The ‘trust the government’ view could’ve possibly been a trustworthy one, if there wasn’t a lack of procedural safeguards in the IT Act. What’s to stop a power-guided government from overthrowing the public-private distinction? 

Another view is that the concept of privacy is valuable only for criminals as lawful civilians have ‘nothing to hide’. The proponents of this view, believe that privacy as a price paid for security is a rewarding tradeoff but they ignore the fact that when they trade their privacy for security to the government, they give the government sweeping powers over the control of information on their lives. Which makes the government even more dangerous than criminals. What if the government starts surveilling a particular section of society based on ethnicity, appearance or class and starts profiling them. There are even more dangers just like these. Should the security gains for the many be seen as viable against the liberty losses of a few?

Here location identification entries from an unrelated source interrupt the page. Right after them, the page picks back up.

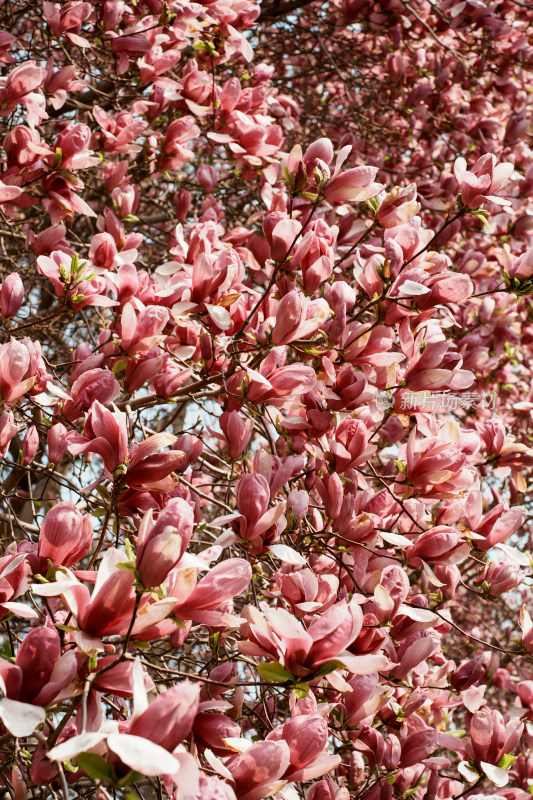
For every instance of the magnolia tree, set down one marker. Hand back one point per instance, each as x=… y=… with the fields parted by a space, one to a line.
x=266 y=387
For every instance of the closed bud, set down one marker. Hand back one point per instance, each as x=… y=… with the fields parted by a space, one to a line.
x=65 y=535
x=12 y=295
x=30 y=445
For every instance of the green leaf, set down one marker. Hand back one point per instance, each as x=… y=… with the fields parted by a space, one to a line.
x=300 y=690
x=274 y=672
x=506 y=761
x=95 y=766
x=119 y=365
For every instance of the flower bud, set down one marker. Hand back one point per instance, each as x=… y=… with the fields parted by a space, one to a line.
x=30 y=445
x=12 y=295
x=66 y=535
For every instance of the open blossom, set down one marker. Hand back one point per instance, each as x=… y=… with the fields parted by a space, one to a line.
x=74 y=280
x=484 y=181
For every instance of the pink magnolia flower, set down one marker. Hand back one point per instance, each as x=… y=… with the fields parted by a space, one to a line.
x=72 y=144
x=483 y=182
x=21 y=370
x=297 y=317
x=206 y=600
x=237 y=432
x=160 y=545
x=41 y=673
x=439 y=545
x=11 y=295
x=276 y=633
x=30 y=444
x=8 y=429
x=501 y=576
x=141 y=331
x=307 y=736
x=110 y=607
x=65 y=536
x=490 y=739
x=73 y=279
x=257 y=773
x=21 y=81
x=106 y=433
x=398 y=206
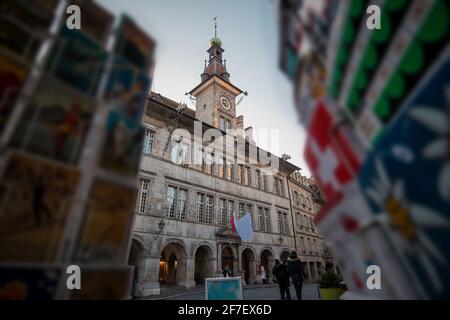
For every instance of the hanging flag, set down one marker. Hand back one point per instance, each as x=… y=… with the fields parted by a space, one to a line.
x=244 y=227
x=357 y=243
x=405 y=180
x=328 y=152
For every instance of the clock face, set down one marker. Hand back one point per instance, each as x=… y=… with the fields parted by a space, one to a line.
x=225 y=103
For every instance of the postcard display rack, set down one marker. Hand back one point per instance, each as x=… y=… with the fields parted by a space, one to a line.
x=376 y=103
x=71 y=105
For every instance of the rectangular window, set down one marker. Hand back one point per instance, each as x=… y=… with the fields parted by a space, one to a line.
x=182 y=204
x=171 y=201
x=267 y=220
x=201 y=207
x=283 y=225
x=296 y=197
x=261 y=221
x=286 y=223
x=149 y=138
x=229 y=171
x=180 y=153
x=209 y=209
x=176 y=203
x=249 y=209
x=144 y=190
x=230 y=212
x=205 y=210
x=241 y=209
x=280 y=223
x=276 y=187
x=222 y=124
x=223 y=212
x=228 y=123
x=248 y=175
x=264 y=220
x=241 y=174
x=258 y=179
x=302 y=244
x=281 y=187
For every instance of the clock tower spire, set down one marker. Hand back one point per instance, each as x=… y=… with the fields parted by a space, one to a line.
x=216 y=95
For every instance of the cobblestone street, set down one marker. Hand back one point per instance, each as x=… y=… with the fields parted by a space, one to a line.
x=250 y=293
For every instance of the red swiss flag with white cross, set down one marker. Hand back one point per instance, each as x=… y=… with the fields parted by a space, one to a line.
x=328 y=152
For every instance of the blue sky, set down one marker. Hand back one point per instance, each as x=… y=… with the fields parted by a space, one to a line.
x=249 y=33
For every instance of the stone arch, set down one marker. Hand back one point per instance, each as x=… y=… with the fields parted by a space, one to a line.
x=267 y=248
x=136 y=260
x=203 y=263
x=195 y=247
x=173 y=263
x=267 y=260
x=284 y=254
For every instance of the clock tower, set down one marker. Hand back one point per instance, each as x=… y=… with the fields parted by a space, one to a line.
x=216 y=95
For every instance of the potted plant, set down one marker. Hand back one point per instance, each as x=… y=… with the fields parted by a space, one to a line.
x=330 y=286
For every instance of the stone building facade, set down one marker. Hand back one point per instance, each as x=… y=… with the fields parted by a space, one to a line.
x=182 y=230
x=306 y=202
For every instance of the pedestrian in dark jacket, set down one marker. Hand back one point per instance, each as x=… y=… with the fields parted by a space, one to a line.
x=296 y=273
x=281 y=274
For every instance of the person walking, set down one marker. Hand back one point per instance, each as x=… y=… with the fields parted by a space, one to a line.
x=296 y=273
x=281 y=274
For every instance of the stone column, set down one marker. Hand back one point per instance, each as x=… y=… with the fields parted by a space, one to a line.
x=150 y=284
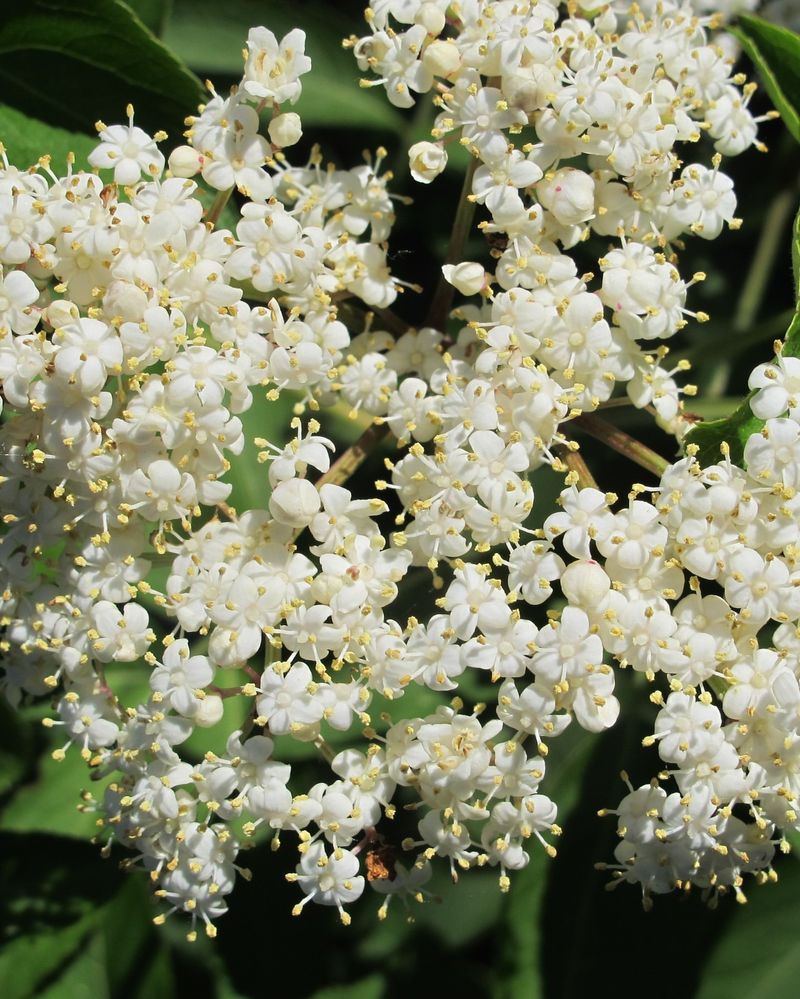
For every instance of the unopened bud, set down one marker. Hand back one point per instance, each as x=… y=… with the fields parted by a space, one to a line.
x=185 y=161
x=426 y=160
x=285 y=129
x=294 y=502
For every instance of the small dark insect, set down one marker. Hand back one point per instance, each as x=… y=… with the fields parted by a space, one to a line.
x=380 y=863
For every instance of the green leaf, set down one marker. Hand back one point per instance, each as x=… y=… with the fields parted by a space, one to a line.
x=760 y=953
x=50 y=802
x=85 y=976
x=154 y=14
x=796 y=255
x=372 y=987
x=733 y=430
x=210 y=38
x=98 y=57
x=26 y=139
x=54 y=890
x=775 y=52
x=742 y=423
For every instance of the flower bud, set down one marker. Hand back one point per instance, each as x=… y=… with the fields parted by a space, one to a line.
x=431 y=18
x=427 y=160
x=294 y=502
x=585 y=584
x=285 y=129
x=209 y=711
x=184 y=161
x=468 y=277
x=60 y=312
x=442 y=57
x=568 y=194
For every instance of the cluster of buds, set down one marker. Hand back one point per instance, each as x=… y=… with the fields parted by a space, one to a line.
x=134 y=332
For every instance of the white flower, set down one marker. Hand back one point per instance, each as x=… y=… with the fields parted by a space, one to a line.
x=273 y=69
x=426 y=161
x=128 y=150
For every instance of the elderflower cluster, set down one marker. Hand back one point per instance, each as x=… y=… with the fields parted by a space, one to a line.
x=135 y=330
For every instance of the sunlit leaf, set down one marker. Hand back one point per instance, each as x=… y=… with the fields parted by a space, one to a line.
x=97 y=47
x=775 y=52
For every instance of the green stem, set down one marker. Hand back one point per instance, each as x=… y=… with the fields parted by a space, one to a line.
x=622 y=443
x=758 y=275
x=352 y=459
x=218 y=205
x=578 y=470
x=462 y=225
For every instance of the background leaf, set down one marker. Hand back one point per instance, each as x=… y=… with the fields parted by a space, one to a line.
x=775 y=52
x=91 y=47
x=154 y=14
x=26 y=139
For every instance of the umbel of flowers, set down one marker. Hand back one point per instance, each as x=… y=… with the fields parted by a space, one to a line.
x=134 y=331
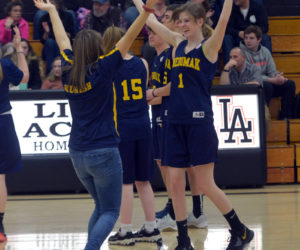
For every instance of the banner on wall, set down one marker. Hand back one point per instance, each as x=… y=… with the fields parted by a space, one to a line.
x=44 y=126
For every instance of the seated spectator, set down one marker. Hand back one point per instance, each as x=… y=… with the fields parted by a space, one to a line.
x=53 y=80
x=35 y=66
x=13 y=11
x=245 y=13
x=238 y=71
x=50 y=50
x=102 y=16
x=8 y=51
x=274 y=83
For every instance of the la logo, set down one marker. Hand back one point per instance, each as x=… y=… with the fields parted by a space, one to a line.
x=234 y=122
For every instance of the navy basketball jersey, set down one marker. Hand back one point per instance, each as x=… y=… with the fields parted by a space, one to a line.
x=132 y=109
x=167 y=79
x=157 y=80
x=191 y=76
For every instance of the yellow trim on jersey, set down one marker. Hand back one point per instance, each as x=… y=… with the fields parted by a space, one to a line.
x=110 y=53
x=115 y=109
x=66 y=57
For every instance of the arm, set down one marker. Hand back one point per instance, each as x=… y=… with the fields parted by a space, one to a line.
x=147 y=70
x=60 y=34
x=126 y=41
x=212 y=46
x=224 y=79
x=169 y=36
x=22 y=63
x=24 y=29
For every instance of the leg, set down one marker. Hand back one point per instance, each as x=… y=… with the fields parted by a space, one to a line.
x=196 y=218
x=3 y=199
x=287 y=93
x=268 y=92
x=241 y=235
x=147 y=199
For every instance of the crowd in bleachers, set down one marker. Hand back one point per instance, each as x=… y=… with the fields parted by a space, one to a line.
x=122 y=13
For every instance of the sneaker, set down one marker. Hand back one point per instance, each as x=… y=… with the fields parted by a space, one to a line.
x=166 y=223
x=3 y=237
x=163 y=212
x=184 y=245
x=118 y=239
x=143 y=236
x=239 y=240
x=200 y=222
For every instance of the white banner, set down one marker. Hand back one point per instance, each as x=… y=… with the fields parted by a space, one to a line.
x=43 y=127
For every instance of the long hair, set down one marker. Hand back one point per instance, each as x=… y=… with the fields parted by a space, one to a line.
x=31 y=56
x=87 y=48
x=197 y=11
x=110 y=37
x=51 y=76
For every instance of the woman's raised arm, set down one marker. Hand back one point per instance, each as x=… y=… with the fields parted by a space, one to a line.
x=214 y=43
x=60 y=34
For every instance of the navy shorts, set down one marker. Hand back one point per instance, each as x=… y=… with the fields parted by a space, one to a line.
x=191 y=145
x=137 y=160
x=157 y=140
x=10 y=154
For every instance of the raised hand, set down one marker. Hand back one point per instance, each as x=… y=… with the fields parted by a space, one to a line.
x=46 y=6
x=17 y=38
x=151 y=3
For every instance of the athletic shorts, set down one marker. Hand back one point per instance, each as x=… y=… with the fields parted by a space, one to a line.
x=137 y=160
x=191 y=145
x=10 y=154
x=157 y=140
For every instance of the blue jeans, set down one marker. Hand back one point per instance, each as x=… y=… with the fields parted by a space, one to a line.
x=100 y=171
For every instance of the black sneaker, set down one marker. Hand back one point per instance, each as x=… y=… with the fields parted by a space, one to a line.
x=126 y=240
x=143 y=236
x=164 y=212
x=239 y=240
x=184 y=245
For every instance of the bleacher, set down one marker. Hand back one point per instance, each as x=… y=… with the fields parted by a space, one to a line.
x=283 y=140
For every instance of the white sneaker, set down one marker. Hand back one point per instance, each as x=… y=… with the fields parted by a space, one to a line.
x=200 y=222
x=166 y=222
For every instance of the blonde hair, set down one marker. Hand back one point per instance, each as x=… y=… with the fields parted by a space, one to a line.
x=51 y=76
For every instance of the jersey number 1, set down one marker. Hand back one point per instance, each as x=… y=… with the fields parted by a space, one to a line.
x=134 y=87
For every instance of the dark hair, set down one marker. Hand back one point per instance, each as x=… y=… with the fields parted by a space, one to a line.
x=197 y=11
x=87 y=47
x=254 y=29
x=12 y=4
x=110 y=37
x=34 y=56
x=240 y=49
x=51 y=76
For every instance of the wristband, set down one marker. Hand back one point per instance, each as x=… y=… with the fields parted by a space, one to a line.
x=153 y=93
x=148 y=9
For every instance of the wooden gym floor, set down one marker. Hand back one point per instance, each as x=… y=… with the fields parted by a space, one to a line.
x=59 y=222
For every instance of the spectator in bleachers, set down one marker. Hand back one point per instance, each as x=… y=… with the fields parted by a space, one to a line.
x=102 y=16
x=53 y=80
x=13 y=11
x=245 y=13
x=35 y=66
x=50 y=50
x=238 y=71
x=274 y=83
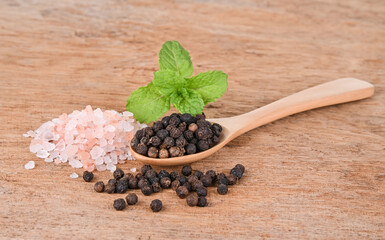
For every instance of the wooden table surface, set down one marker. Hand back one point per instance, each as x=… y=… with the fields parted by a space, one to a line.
x=318 y=174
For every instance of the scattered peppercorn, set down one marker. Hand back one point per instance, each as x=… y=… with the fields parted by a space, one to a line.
x=156 y=205
x=118 y=173
x=131 y=199
x=182 y=191
x=222 y=189
x=192 y=200
x=119 y=204
x=187 y=170
x=88 y=176
x=99 y=186
x=202 y=202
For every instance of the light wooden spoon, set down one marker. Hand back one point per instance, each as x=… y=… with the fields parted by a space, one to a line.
x=330 y=93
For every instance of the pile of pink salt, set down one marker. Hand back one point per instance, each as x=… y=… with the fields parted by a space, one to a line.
x=92 y=139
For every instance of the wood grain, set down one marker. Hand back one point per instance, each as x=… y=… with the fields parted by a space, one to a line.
x=318 y=174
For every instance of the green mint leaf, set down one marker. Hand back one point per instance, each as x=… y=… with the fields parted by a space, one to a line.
x=210 y=85
x=147 y=104
x=167 y=81
x=187 y=101
x=175 y=58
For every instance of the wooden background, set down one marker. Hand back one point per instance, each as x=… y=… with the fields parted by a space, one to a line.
x=319 y=174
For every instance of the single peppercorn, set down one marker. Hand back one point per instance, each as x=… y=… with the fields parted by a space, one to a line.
x=175 y=184
x=165 y=182
x=232 y=179
x=191 y=149
x=110 y=188
x=131 y=199
x=156 y=187
x=118 y=174
x=157 y=126
x=121 y=186
x=202 y=191
x=188 y=186
x=153 y=152
x=141 y=149
x=99 y=186
x=192 y=200
x=156 y=205
x=119 y=204
x=202 y=202
x=163 y=173
x=163 y=153
x=88 y=176
x=155 y=141
x=198 y=173
x=186 y=170
x=222 y=189
x=146 y=190
x=206 y=180
x=133 y=183
x=196 y=184
x=182 y=191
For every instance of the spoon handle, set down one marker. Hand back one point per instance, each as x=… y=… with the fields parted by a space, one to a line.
x=338 y=91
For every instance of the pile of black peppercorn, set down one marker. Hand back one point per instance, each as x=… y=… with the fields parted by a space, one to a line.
x=176 y=135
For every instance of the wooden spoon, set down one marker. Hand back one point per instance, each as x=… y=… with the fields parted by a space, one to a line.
x=330 y=93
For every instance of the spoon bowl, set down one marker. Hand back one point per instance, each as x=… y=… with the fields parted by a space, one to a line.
x=335 y=92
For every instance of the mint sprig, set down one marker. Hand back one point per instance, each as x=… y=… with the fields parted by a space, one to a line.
x=173 y=83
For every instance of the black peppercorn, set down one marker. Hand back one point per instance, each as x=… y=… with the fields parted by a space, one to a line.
x=118 y=174
x=202 y=202
x=198 y=173
x=141 y=149
x=175 y=184
x=222 y=189
x=110 y=188
x=181 y=142
x=156 y=205
x=206 y=180
x=121 y=186
x=133 y=183
x=165 y=121
x=174 y=121
x=155 y=141
x=212 y=174
x=165 y=182
x=153 y=152
x=202 y=145
x=162 y=134
x=237 y=172
x=88 y=176
x=232 y=179
x=192 y=200
x=146 y=190
x=191 y=148
x=168 y=142
x=182 y=191
x=145 y=168
x=202 y=191
x=156 y=187
x=163 y=173
x=196 y=184
x=151 y=174
x=186 y=170
x=157 y=126
x=131 y=199
x=174 y=175
x=188 y=186
x=163 y=153
x=119 y=204
x=99 y=186
x=149 y=132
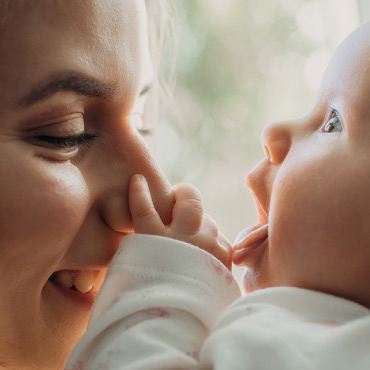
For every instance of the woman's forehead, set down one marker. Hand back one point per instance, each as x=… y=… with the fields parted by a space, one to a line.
x=106 y=39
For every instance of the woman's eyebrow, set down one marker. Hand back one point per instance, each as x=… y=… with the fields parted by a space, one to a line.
x=68 y=81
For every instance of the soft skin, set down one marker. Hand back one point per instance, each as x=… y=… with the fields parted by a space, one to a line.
x=66 y=209
x=313 y=187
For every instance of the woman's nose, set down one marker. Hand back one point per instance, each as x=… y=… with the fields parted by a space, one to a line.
x=132 y=157
x=276 y=139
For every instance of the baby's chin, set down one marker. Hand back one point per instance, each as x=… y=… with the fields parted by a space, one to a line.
x=250 y=280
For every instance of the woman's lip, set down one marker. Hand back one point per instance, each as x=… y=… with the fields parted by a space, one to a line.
x=84 y=300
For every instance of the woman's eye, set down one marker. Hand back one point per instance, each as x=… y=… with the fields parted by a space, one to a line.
x=333 y=124
x=68 y=143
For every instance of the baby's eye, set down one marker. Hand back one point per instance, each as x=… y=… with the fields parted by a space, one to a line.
x=333 y=124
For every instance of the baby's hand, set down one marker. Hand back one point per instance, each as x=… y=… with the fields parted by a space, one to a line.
x=189 y=223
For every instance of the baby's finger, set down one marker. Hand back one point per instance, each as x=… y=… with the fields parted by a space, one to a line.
x=145 y=218
x=188 y=210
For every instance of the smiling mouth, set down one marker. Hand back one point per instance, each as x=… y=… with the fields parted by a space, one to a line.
x=80 y=281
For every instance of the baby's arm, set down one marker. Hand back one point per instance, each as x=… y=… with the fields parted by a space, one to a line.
x=189 y=223
x=161 y=296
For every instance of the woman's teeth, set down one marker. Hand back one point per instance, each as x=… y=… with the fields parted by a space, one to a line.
x=83 y=281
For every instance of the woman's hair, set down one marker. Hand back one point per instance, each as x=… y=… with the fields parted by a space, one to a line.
x=160 y=31
x=161 y=28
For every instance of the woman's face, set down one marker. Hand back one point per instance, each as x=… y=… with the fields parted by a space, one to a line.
x=66 y=67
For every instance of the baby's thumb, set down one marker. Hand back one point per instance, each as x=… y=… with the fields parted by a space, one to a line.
x=145 y=219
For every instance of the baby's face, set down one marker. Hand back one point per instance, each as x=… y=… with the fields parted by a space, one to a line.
x=313 y=187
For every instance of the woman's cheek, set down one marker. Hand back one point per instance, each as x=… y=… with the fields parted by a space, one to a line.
x=42 y=204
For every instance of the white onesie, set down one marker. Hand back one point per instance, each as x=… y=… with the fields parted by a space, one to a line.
x=168 y=305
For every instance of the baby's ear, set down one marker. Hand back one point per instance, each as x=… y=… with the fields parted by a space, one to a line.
x=145 y=218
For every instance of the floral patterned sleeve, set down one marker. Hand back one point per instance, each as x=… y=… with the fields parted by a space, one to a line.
x=157 y=306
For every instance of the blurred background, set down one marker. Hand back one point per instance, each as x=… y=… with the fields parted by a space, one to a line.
x=241 y=64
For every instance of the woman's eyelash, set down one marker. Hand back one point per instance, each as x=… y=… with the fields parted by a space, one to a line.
x=67 y=142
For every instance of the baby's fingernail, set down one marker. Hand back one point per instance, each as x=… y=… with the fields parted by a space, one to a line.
x=240 y=237
x=140 y=179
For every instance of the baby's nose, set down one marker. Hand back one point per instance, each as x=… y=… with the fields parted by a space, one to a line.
x=276 y=139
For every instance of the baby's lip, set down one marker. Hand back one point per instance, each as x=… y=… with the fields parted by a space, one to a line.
x=249 y=236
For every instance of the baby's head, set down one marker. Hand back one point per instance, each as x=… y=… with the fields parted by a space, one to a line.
x=313 y=187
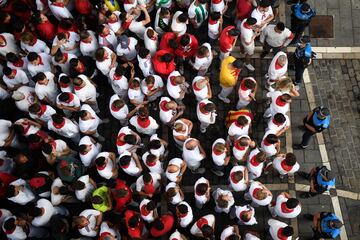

Another view is that ‘What use is privacy if we aren’t even secure.’. It cannot be denied that some security is essential for living an enriched life. At the basic level security lets an individual live with dignity, ambition and have sovereignty over himself, his beliefs. That is why we choose an agent to protect this sovereignty and that agent is usually the government. We give the government authority to undermine our privacy for security. That, in itself, is a reason to worry.

George Orwell in his dystopian novel ‘1984’ perfectly described the worry of such use by the governments that would undermine not only our bodily sovereignty but also of the mind.

“Always eyes watching you and the voice enveloping you. Asleep or awake, indoors or out of doors, in the bath or bed—no escape. Nothing was your own except the few cubic centimeters in your skull.”